La guerre prend officiellement fin en 2002, avec les accords de Sun City (Afrique du Sud) qui prévoient la création d’institutions transitoires dans lesquelles les postes sont répartis entre les factions belligérantes Le RCD obtient l’une des quatre vice-présidences de l’Etat. Une nouvelle loi sur la nationalité est adoptée en 2004 après des débats mouvementés. Désormais, une personne peut être congolaise par son origine si elle appartient à l’un des groupes ethniques et des nationalités qui allaient former le Congo au moment de l’indépendance en 1960, si son père ou sa mère sont congolais, si elle est née en RDC de parents inconnus, ou encore si elle est enfant d’apatride ou d’étrangers dont la nationalité n’est pas automatiquement héréditaire. On peut aussi acquérir la nationalité congolaise individuellement, par naturalisation. En revanche, la loi maintient l’interdiction de la double nationalité, en vigueur depuis l’indépendance. Cela touche de nombreux rwandophones qui détiennent aussi des documents d’identité rwandais ou burundais. Mais pas seulement : les Congolais découvrent qu’une partie des parlementaires non-rwandophones qui ont voté la loi de 2004 détiennent, eux aussi, un second passeport, européen notamment ! La disposition est donc suspendue...

Multiples interprétations

Tout l’enjeu de la nouvelle loi est dans son application, car le texte ouvre la voie à moult interprétations. Ainsi, la nationalité peut être refusée à des personnes qui ont travaillé pour un pays étranger ou qui ont commis des crimes économiques. Une réalité qui ne touche pas que des rwandophones, mais qui pourra être utilisée contre eux. Surtout, l’article 6 qui évoque les groupes ethniques et nationalités qui allaient former le Congo en 1960, n’en précise pas la liste. Or, ces groupes ont changé d’appellation et de lieu d’implantation au fil du temps. Par ailleurs, certains avancent que si des rwandophones étaient peut-être présents sur le sol congolais en 1960, ils ne constituaient pas à proprement parler des groupes ethniques puisqu’ils n’avaient pas de grands chefs tribaux (au niveau du territoire ou de la province). A de rares exceptions, l’administration coloniale en effet n’avait pas reconnu aux rwandophones de chefferies au-delà du niveau du simple village. En outre, comme l’appartenance d’un individu à un groupe ethnique n’est fixée par aucun mécanisme formel, la délivrance des cartes d’identité est sujette à d’interminables contentieux. Pour trancher, l’administration risque de s’appuyer sur l’avis de grands chefs tribaux. Et donc sur des non-rwandophones... Le pouvoir de ces chefs est d’autant plus porteur de conflits qu’ils détiennent une autre prérogative : ils contrôlent l’attribution des terres dites communautaires, qui forment encore la majorité des terres disponibles. N’ayant pas de chefs à eux, les rwandophones sont donc dépendants du bon vouloir de ces leaders non-rwandophones. Il ne leur suffira donc pas d’une carte d’identité pour bénéficier d’une citoyenneté effective tant que leur gagne-pain dépendra d’un potentat local. Et qu’ils continueront d’apparaître aux yeux d’autres Congolais comme des agents de l’étranger. Une suspicion entretenue par les discours d’hommes politiques populistes et par le comportement fort ambigu du Rwanda.

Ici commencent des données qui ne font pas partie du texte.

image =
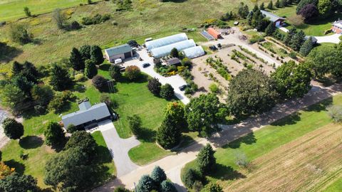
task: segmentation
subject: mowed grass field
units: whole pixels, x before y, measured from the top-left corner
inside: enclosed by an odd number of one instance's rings
[[[99,0],[93,0],[93,2]],[[87,0],[0,0],[0,21],[25,17],[24,7],[28,7],[32,15],[45,14],[56,8],[68,8],[87,4]]]
[[[336,95],[218,148],[217,165],[207,177],[224,191],[338,191],[342,179],[342,125],[326,107]],[[236,164],[245,156],[249,169]],[[185,169],[195,166],[195,161]]]

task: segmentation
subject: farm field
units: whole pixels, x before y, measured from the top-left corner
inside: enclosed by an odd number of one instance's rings
[[[332,104],[342,104],[342,95],[314,105],[217,149],[215,171],[207,178],[229,191],[328,187],[342,178],[338,165],[342,154],[341,150],[337,151],[341,149],[342,126],[333,124],[326,113],[326,107]],[[236,165],[237,156],[246,156],[250,162],[248,169]],[[326,158],[331,159],[326,162]],[[190,162],[183,171],[194,166],[195,161]],[[333,189],[339,183],[333,184],[331,191],[336,191]]]
[[[93,1],[93,2],[99,0]],[[80,4],[86,4],[86,0],[1,0],[0,21],[14,20],[25,17],[24,7],[27,6],[32,15],[45,14],[55,9],[68,8],[78,6]]]

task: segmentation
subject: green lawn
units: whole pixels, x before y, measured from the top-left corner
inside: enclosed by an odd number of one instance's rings
[[[217,169],[207,178],[214,181],[232,182],[239,174],[235,164],[237,154],[244,154],[248,161],[253,161],[273,149],[293,141],[306,133],[331,122],[326,113],[326,107],[342,104],[342,95],[334,96],[306,110],[284,117],[271,125],[241,137],[217,149]],[[195,166],[195,161],[183,169]],[[338,185],[338,184],[336,184]]]
[[[98,1],[100,0],[93,0]],[[45,14],[57,8],[63,9],[86,4],[87,0],[1,0],[0,21],[25,17],[24,7],[27,6],[32,15]]]

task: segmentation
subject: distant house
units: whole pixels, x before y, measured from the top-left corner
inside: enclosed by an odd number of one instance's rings
[[[62,116],[64,127],[72,124],[75,126],[86,126],[97,123],[101,120],[110,119],[111,114],[105,103],[100,103],[91,106],[86,100],[78,104],[78,111]]]
[[[211,28],[211,27],[208,28],[207,29],[207,31],[208,31],[208,33],[210,34],[212,36],[213,36],[214,38],[222,38],[221,34],[213,28]]]
[[[272,21],[273,23],[274,23],[274,26],[282,26],[285,20],[286,20],[284,17],[278,16],[277,15],[275,15],[269,11],[266,11],[264,10],[261,10],[260,11],[261,11],[261,14],[264,17],[268,18],[269,21]]]
[[[333,22],[331,27],[331,31],[333,33],[342,34],[342,20]]]
[[[132,47],[128,44],[125,44],[116,47],[113,47],[105,50],[105,56],[109,62],[113,63],[116,59],[132,58],[133,52]]]

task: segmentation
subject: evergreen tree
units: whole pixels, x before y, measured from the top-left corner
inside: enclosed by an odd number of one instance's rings
[[[196,166],[201,174],[209,173],[216,164],[216,159],[214,156],[214,153],[215,151],[212,149],[209,144],[207,144],[200,151],[196,159]]]
[[[92,79],[98,74],[98,68],[95,65],[94,61],[88,59],[85,61],[86,68],[84,70],[84,75],[89,79]]]
[[[50,85],[58,91],[65,90],[72,83],[68,70],[60,65],[53,64],[51,68]]]
[[[82,60],[80,51],[77,48],[73,48],[70,54],[69,61],[74,70],[84,70],[84,62]]]
[[[269,1],[269,4],[267,5],[267,9],[271,10],[273,9],[273,1],[272,0]]]
[[[314,45],[312,43],[312,37],[309,37],[308,39],[306,39],[304,43],[303,43],[303,46],[301,46],[299,53],[304,56],[306,56],[309,55],[309,53],[310,53],[310,51],[311,51],[313,48]]]
[[[93,46],[90,48],[90,60],[95,62],[95,65],[100,65],[105,61],[101,48],[98,46]]]

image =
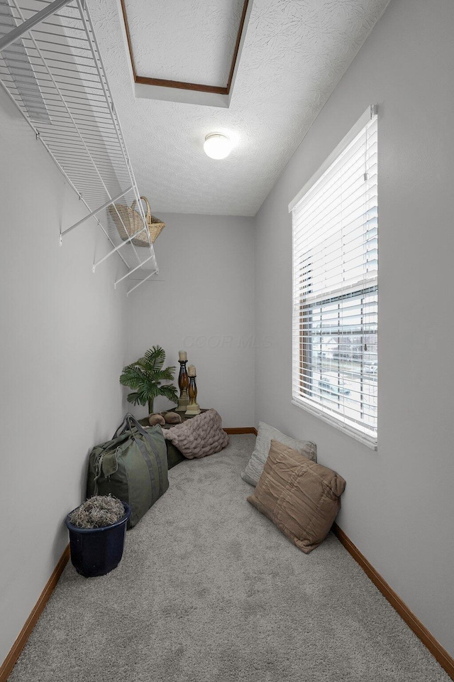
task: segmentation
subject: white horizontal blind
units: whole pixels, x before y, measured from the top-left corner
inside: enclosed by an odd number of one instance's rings
[[[292,209],[293,401],[375,445],[377,116]]]

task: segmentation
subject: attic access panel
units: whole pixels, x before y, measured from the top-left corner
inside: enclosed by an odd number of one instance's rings
[[[120,0],[136,97],[228,107],[253,0]]]
[[[94,263],[94,271],[116,253],[128,273],[116,285],[138,269],[152,269],[142,281],[157,273],[143,208],[86,2],[0,0],[0,85],[88,210],[85,218],[62,231],[60,241],[94,217],[112,247]],[[139,227],[143,226],[148,242],[145,247],[136,247],[132,237],[123,241],[111,217],[117,202],[135,202]]]

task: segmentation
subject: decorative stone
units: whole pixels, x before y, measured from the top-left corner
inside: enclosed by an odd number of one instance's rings
[[[182,418],[176,412],[166,412],[164,418],[167,424],[180,424]]]
[[[153,413],[148,417],[148,423],[150,426],[155,426],[156,424],[159,424],[160,426],[162,426],[165,423],[165,419],[162,414]]]

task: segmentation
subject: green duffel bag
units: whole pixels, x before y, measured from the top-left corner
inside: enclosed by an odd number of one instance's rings
[[[111,440],[90,453],[87,497],[109,493],[131,508],[135,526],[169,487],[165,440],[160,426],[146,430],[127,414]]]

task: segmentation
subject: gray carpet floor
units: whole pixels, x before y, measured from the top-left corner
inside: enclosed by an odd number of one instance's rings
[[[246,502],[254,442],[172,469],[108,575],[69,564],[10,682],[448,682],[334,536],[304,555]]]

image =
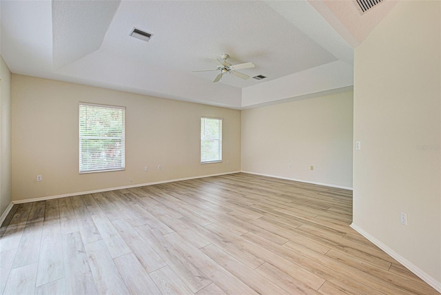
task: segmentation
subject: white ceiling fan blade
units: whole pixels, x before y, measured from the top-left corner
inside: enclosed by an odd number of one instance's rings
[[[244,80],[247,80],[248,78],[249,78],[249,76],[248,76],[247,74],[242,74],[238,72],[229,72],[229,73],[233,76],[238,77]]]
[[[219,61],[218,59],[215,59],[214,57],[212,57],[211,59],[214,59],[216,61],[216,63],[220,65],[222,68],[228,66],[228,63],[227,63],[226,61],[224,61],[223,63],[222,61]]]
[[[198,71],[192,71],[192,72],[213,72],[213,71],[217,71],[217,70],[201,70]]]
[[[220,80],[220,78],[222,78],[222,72],[218,74],[216,78],[214,78],[214,80],[213,80],[213,83],[218,82]]]
[[[240,70],[240,69],[248,69],[250,68],[254,68],[255,65],[253,63],[239,63],[238,65],[233,65],[229,66],[230,70]]]

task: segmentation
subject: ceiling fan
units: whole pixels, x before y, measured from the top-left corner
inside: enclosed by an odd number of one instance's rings
[[[236,70],[241,69],[248,69],[250,68],[254,68],[254,64],[253,63],[239,63],[238,65],[232,65],[229,62],[227,61],[227,59],[229,57],[229,55],[224,53],[220,55],[222,58],[222,61],[219,61],[218,59],[214,57],[212,57],[212,59],[214,59],[218,64],[218,68],[216,70],[204,70],[201,71],[192,71],[192,72],[211,72],[211,71],[220,71],[219,74],[214,78],[213,80],[213,83],[218,82],[222,79],[222,76],[224,74],[229,73],[233,76],[236,76],[244,80],[249,78],[249,76],[247,74],[243,74],[239,72],[236,72]]]

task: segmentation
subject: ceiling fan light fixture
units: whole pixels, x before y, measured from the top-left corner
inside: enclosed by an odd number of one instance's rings
[[[133,29],[130,31],[130,35],[134,38],[148,42],[153,36],[153,34],[133,27]]]
[[[253,79],[255,79],[256,80],[262,80],[263,79],[265,79],[266,77],[267,77],[266,76],[263,76],[263,74],[259,74],[257,76],[254,76]]]

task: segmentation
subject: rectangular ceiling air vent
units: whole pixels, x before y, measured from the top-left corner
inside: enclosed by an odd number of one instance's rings
[[[259,74],[257,76],[254,76],[253,79],[255,79],[256,80],[262,80],[263,79],[265,79],[266,77],[267,77],[266,76],[263,76],[263,74]]]
[[[358,10],[362,14],[382,1],[383,0],[353,0],[357,8],[358,8]]]
[[[150,38],[152,38],[152,36],[153,36],[153,34],[149,33],[148,32],[143,31],[134,27],[133,30],[132,30],[132,31],[130,32],[130,36],[148,42],[149,40],[150,40]]]

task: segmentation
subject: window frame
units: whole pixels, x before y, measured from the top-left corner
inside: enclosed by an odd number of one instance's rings
[[[96,107],[96,108],[101,108],[106,109],[116,109],[116,110],[122,110],[122,118],[121,118],[121,123],[122,123],[122,132],[121,136],[109,136],[107,134],[101,136],[88,136],[83,135],[81,134],[81,108],[85,107]],[[119,106],[119,105],[103,105],[99,103],[84,103],[79,102],[79,117],[78,117],[78,123],[79,123],[79,173],[80,174],[89,174],[89,173],[99,173],[99,172],[107,172],[112,171],[123,171],[125,170],[125,107]],[[103,166],[99,167],[98,169],[83,169],[81,170],[82,166],[82,140],[83,139],[114,139],[114,140],[121,140],[121,163],[118,166],[112,167],[110,168],[105,168]]]
[[[202,123],[203,123],[203,120],[204,119],[215,119],[215,120],[218,120],[220,122],[220,132],[218,132],[218,134],[220,135],[220,136],[218,136],[217,140],[218,141],[218,145],[219,145],[219,148],[218,150],[219,152],[218,154],[218,159],[215,159],[215,160],[209,160],[209,161],[203,161],[203,146],[202,146],[202,143],[203,143],[203,132],[202,132]],[[201,116],[201,125],[200,125],[200,129],[201,129],[201,136],[200,136],[200,145],[199,147],[201,148],[200,150],[200,159],[201,159],[201,164],[212,164],[212,163],[222,163],[222,159],[223,159],[223,118],[216,118],[216,117],[212,117],[212,116]],[[215,139],[216,140],[216,139]]]

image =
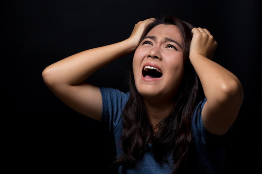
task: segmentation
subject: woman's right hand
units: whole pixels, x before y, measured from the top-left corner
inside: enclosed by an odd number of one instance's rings
[[[137,46],[139,43],[139,41],[146,27],[148,24],[155,21],[155,18],[151,18],[138,22],[138,23],[135,24],[131,35],[128,39],[128,40],[132,43],[135,49],[136,48]]]

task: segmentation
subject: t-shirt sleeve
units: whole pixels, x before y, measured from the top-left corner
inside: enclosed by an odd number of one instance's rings
[[[231,128],[222,136],[213,134],[207,130],[202,120],[202,110],[206,101],[206,99],[201,101],[196,109],[193,119],[193,131],[202,144],[211,143],[216,145],[225,146],[230,141]]]
[[[99,87],[102,96],[102,111],[101,121],[113,132],[120,121],[122,112],[129,98],[129,93],[118,89]]]

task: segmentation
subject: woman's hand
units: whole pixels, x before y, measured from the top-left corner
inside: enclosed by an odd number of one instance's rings
[[[154,22],[155,20],[155,19],[154,18],[149,18],[142,21],[140,21],[135,24],[131,35],[127,39],[133,44],[134,49],[136,48],[136,47],[139,43],[140,38],[146,27],[148,24]]]
[[[189,58],[200,54],[211,59],[217,43],[213,36],[206,29],[194,28],[192,30],[193,38],[190,44]]]

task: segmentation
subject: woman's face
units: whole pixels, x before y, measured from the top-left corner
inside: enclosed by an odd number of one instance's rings
[[[136,50],[133,59],[135,86],[144,98],[172,100],[183,77],[183,40],[178,28],[153,28]]]

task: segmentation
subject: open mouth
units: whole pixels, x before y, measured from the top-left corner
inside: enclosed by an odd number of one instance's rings
[[[159,69],[150,66],[146,66],[142,70],[142,75],[146,78],[160,78],[163,74]]]

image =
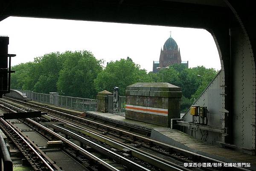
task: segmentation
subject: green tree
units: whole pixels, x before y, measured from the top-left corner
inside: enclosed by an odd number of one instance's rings
[[[89,52],[67,51],[57,83],[59,93],[65,96],[95,98],[93,80],[102,70],[102,60],[98,60]]]
[[[145,70],[141,70],[130,58],[109,62],[94,80],[97,92],[106,90],[111,92],[114,87],[119,88],[120,95],[125,96],[127,86],[137,82],[151,82]]]

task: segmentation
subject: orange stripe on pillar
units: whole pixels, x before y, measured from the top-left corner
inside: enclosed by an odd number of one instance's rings
[[[143,109],[142,108],[135,107],[130,107],[130,106],[126,106],[125,108],[128,108],[128,109],[134,109],[134,110],[138,110],[146,111],[148,111],[148,112],[155,112],[155,113],[163,113],[163,114],[168,114],[168,112],[167,111],[154,110],[152,110],[152,109]]]

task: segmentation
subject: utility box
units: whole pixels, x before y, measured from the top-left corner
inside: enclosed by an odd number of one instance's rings
[[[137,83],[126,87],[125,118],[165,127],[180,118],[180,88],[168,83]]]
[[[201,118],[204,118],[207,115],[207,107],[199,107],[199,116]]]

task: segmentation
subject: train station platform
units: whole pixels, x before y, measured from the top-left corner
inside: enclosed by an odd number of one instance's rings
[[[177,130],[126,119],[124,116],[111,113],[93,111],[84,112],[35,101],[29,102],[95,122],[101,123],[106,122],[135,127],[150,132],[150,138],[152,139],[226,162],[250,163],[250,169],[256,171],[256,156],[207,143]]]

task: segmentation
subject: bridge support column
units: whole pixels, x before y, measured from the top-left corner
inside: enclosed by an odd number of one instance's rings
[[[137,83],[126,87],[125,118],[171,127],[180,118],[180,88],[168,83]]]

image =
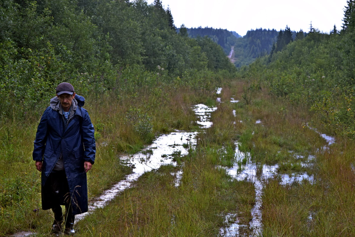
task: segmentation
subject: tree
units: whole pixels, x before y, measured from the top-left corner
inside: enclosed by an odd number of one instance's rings
[[[180,35],[184,37],[187,37],[189,36],[189,34],[187,33],[187,29],[184,24],[180,27]]]
[[[271,51],[270,52],[270,55],[269,55],[268,61],[269,62],[271,61],[271,59],[272,58],[272,55],[274,54],[275,50],[276,48],[276,46],[275,45],[275,42],[272,44],[272,48],[271,48]]]
[[[171,29],[176,31],[176,28],[174,25],[174,20],[173,18],[173,15],[171,15],[171,12],[170,11],[170,8],[169,7],[169,6],[168,6],[168,9],[166,9],[166,15],[168,16],[168,21],[169,24],[169,27]]]
[[[287,45],[290,42],[293,41],[292,39],[292,32],[291,32],[290,27],[287,25],[286,25],[286,28],[285,29],[283,37],[285,45]]]
[[[343,29],[344,31],[352,30],[355,28],[355,1],[348,0],[346,2],[348,6],[345,7],[344,10]]]
[[[333,27],[333,30],[331,31],[331,34],[338,34],[338,30],[337,29],[337,26],[335,26],[335,24],[334,24],[334,27]]]
[[[297,32],[297,33],[296,34],[296,38],[295,38],[295,40],[298,40],[299,39],[302,39],[303,38],[305,38],[305,33],[303,32],[303,31],[301,29],[300,30],[300,31]]]
[[[284,41],[283,33],[282,30],[280,30],[279,34],[277,36],[277,40],[276,41],[276,52],[280,51],[285,46],[285,42]]]

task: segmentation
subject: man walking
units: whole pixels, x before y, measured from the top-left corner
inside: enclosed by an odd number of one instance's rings
[[[88,211],[86,172],[94,164],[96,151],[94,127],[84,99],[76,95],[70,83],[58,85],[38,125],[33,153],[41,172],[42,208],[51,208],[51,232],[75,233],[75,215]],[[60,205],[65,206],[63,219]]]

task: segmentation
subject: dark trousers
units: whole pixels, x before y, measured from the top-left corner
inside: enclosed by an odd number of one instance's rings
[[[75,215],[72,214],[70,203],[70,192],[68,185],[66,175],[64,171],[53,171],[49,174],[46,184],[50,190],[52,199],[52,211],[54,214],[53,224],[61,224],[63,220],[66,227],[74,223]],[[63,214],[60,205],[65,206],[65,216],[63,219]]]

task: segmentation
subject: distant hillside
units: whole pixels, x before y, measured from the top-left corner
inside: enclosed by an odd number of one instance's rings
[[[248,31],[244,36],[238,38],[234,45],[236,66],[248,65],[258,57],[269,53],[278,34],[279,31],[274,29],[257,29]]]
[[[222,29],[207,27],[202,28],[200,26],[197,28],[187,28],[187,29],[189,36],[191,38],[208,36],[222,47],[226,55],[229,53],[232,46],[235,44],[238,38],[241,37],[235,31],[229,31]],[[178,30],[179,31],[180,28]]]

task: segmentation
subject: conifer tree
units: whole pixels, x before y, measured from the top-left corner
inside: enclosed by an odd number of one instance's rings
[[[295,38],[295,40],[298,40],[299,39],[302,39],[303,38],[305,38],[305,33],[303,32],[303,31],[301,29],[300,30],[300,31],[297,32],[297,33],[296,34],[296,38]]]
[[[189,34],[187,33],[187,29],[186,28],[185,25],[184,24],[180,27],[180,35],[184,37],[189,36]]]
[[[284,42],[285,45],[286,45],[293,41],[292,32],[291,32],[291,29],[288,26],[286,25],[286,28],[285,29],[285,31],[284,32]]]
[[[337,26],[334,24],[334,27],[333,27],[333,30],[331,32],[331,34],[338,34],[338,30],[337,29]]]
[[[280,32],[279,32],[279,34],[277,36],[277,40],[276,41],[276,52],[281,51],[284,45],[283,33],[282,32],[282,30],[280,30]]]
[[[344,18],[343,21],[343,29],[346,31],[355,28],[355,1],[348,0],[346,1],[348,6],[345,7],[344,10]]]
[[[174,31],[176,30],[176,27],[174,25],[174,20],[173,18],[173,15],[171,15],[171,12],[170,11],[170,8],[169,6],[168,6],[168,9],[166,9],[166,15],[168,16],[168,21],[169,24],[169,27]]]

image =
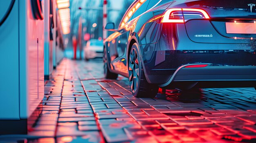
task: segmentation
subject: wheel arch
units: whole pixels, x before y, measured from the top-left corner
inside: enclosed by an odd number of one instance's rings
[[[131,36],[130,37],[129,40],[128,44],[127,44],[127,48],[126,48],[126,66],[127,68],[128,68],[128,61],[129,61],[129,56],[130,55],[130,50],[132,48],[132,47],[134,43],[137,43],[138,45],[138,46],[139,48],[138,52],[139,52],[139,57],[142,59],[141,64],[142,64],[142,67],[143,67],[143,71],[144,72],[144,74],[146,77],[146,79],[148,82],[150,81],[150,80],[148,79],[148,77],[146,74],[146,68],[145,67],[145,65],[144,64],[144,51],[143,50],[143,48],[141,46],[141,43],[139,40],[139,35],[137,34],[135,32],[133,32]]]

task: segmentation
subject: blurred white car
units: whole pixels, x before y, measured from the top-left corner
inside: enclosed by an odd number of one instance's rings
[[[102,58],[103,56],[103,41],[92,39],[87,42],[84,48],[85,59],[86,60],[96,57]]]

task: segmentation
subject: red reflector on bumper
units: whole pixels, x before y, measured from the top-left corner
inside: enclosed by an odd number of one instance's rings
[[[203,68],[209,65],[208,64],[196,64],[185,66],[184,68]]]

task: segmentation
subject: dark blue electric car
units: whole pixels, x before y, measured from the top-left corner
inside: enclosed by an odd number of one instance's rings
[[[140,0],[105,41],[106,77],[129,78],[133,94],[159,87],[256,86],[256,0]]]

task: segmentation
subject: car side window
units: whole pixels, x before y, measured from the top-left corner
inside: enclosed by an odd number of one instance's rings
[[[157,2],[159,2],[159,0],[150,0],[149,2],[149,3],[148,5],[148,7],[147,7],[147,9],[146,11],[152,8],[153,7],[154,7],[155,4],[156,4]]]
[[[148,5],[149,3],[149,1],[150,0],[145,0],[145,1],[144,1],[144,3],[142,4],[139,8],[138,9],[137,9],[137,10],[136,10],[136,11],[135,12],[134,14],[133,14],[133,15],[132,17],[131,20],[136,18],[138,16],[143,13],[145,11],[146,11],[147,7],[148,7]]]
[[[123,27],[127,22],[146,11],[149,2],[149,0],[140,0],[135,2],[124,16],[119,27]]]

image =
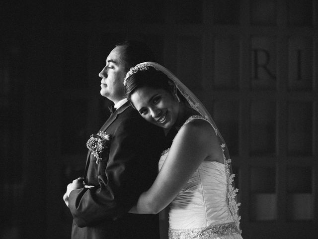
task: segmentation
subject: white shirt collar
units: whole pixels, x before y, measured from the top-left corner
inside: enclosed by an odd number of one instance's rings
[[[114,106],[114,108],[116,110],[119,109],[119,107],[122,106],[125,103],[126,103],[127,101],[127,99],[126,98],[123,99],[121,101],[119,101],[117,104],[115,104]]]

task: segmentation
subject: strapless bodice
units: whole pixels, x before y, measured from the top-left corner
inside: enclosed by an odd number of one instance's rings
[[[190,117],[183,125],[201,116]],[[226,145],[220,147],[224,152]],[[159,160],[160,170],[169,153]],[[203,161],[169,205],[169,238],[241,239],[231,159]]]
[[[160,169],[167,151],[159,161]],[[232,222],[227,203],[227,177],[224,164],[205,161],[170,203],[171,228],[186,229]]]

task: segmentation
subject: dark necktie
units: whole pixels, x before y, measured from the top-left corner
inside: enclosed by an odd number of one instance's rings
[[[113,106],[112,105],[108,107],[108,110],[109,110],[109,112],[112,114],[116,111],[116,108],[114,108],[114,106]]]

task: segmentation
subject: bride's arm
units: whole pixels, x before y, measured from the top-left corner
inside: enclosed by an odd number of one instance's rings
[[[209,122],[194,120],[182,127],[153,185],[140,196],[137,205],[130,212],[156,214],[165,208],[201,162],[211,157],[211,146],[222,154],[215,133]]]

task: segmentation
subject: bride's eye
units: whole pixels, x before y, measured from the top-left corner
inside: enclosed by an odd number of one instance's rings
[[[147,111],[146,110],[142,110],[141,111],[139,111],[139,114],[143,116],[147,114]]]

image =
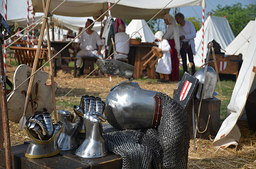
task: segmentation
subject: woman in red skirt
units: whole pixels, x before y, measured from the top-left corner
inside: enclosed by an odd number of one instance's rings
[[[179,81],[179,61],[178,53],[179,53],[180,46],[179,44],[179,28],[175,20],[169,14],[164,16],[164,23],[168,25],[168,28],[164,38],[168,40],[171,46],[170,53],[172,59],[172,73],[169,75],[171,81]]]

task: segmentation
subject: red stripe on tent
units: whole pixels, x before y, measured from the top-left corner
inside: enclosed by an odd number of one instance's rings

Zoom Soudan : Great Family, la plus grande tribu, celle des victimes

En avril dernier, au Sud-Darfour, de violents combats entre deux tribus nomades pour le contrôle d’une terre ont contraint à l’exil des milliers de personnes. Un hôpital de fortune est alors établi, vers Tulus. Ce type d’installation est désormais monnaie courante dans le Darfour. Chose rare cependant, ce ne sont ni des ONG internationales, ni l’ONU, ni des ONG islamistes qui sont à l’origine de sa création, mais une association locale indépendante, Great Family ("la grande famille"). "Nous sommes là pour aider tous les habitants du Darfour. Arabes comme non-Arabes. Qu’importe la tribu !" explique son fondateur, Mohammed Hassan, natif de Nyala, capitale du Sud-Darfour, et issu de la tribu arabe des Bani Halfa.

Créée il y a deux ans, Great Family a dû affronter bien des obstacles. "Notamment le regard des autres intervenants sur le terrain humanitaire." En effet, le gouvernement soudanais délivre des autorisations qui permettent de se déplacer et de travailler, tandis que les organisations étrangères, elles, accordent des financements. Tout habitant du Darfour qui veut s’investir de façon impartiale doit donc lever les soupçons qui pèsent sur lui, chez les uns et les autres. "80% des ONG dites locales sont manipulées par les services de sécurité soudanais", estime Mohammed Hassan. "Et les humanitaires étrangers le savent très bien. Il faut donc des mois, voire des années, pour gagner leur confiance". Il a obtenu des financements pour des tentes, du matériel médical et les salaires du personnel qu’il doit former, dont certains membres sont eux-mêmes victimes de la guerre. La petite ONG a créé cinq emplois. Ce chiffre devrait augmenter. "Great Family est et sera encore une source de revenus pour moi, et d’autres, appelés à travailler à mes côtés. Les problèmes existaient avant le conflit, ils existeront après. La guerre n’a fait que les mettre en lumière..."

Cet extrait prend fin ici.